Church, Benjamin. Diary of King Philip’s War, 1675 – 76. Introduction by Alan and Mary Simpson. Chester, CT: Pequot Press, 1975.

The sections on pages 26-28 lists grievances against English settlers by the Wampanoag man known as King Philip. These complaints were recorded by Deputy Governor John Easton, a Rhode Island Quaker, who attempted to arbitrate the differences between the Native Americans and the colonists.

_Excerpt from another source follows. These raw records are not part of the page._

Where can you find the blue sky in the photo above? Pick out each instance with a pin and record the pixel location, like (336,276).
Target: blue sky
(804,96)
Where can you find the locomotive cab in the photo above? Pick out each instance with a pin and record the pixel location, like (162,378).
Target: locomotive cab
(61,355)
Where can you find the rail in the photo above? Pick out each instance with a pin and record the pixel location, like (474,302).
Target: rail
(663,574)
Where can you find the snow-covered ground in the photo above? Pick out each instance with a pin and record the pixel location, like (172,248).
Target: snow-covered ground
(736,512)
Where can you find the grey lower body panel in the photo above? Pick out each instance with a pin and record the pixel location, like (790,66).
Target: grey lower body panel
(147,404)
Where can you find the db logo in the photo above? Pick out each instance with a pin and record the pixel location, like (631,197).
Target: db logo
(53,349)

Mourt’s Relation: A Journal of the Pilgrims at Plymouth. Introduction by Dwight B. Heath, ed. Bedford, MA: Applewood Books, 1963.


Mourt's Relation was published in London in 1622, probably with the intention of garnering support for the fledgling colony at Plymouth. Edward Winslow and William Bradford were authors of the text. It describes colonists’ activities and their interaction with Native peoples from the landing of the settlers through the arrival of the Ship Fortune in 1621. First selections specified here concern the settlers’ hunt for food sources and their discovery of Indian food, shelter, and burial grounds. Later discussions from the fall of 1621 provide the only written documentation known to describe events from what was later considered the “First Thanksgiving” with colonists and Native American Indians participating in a feast.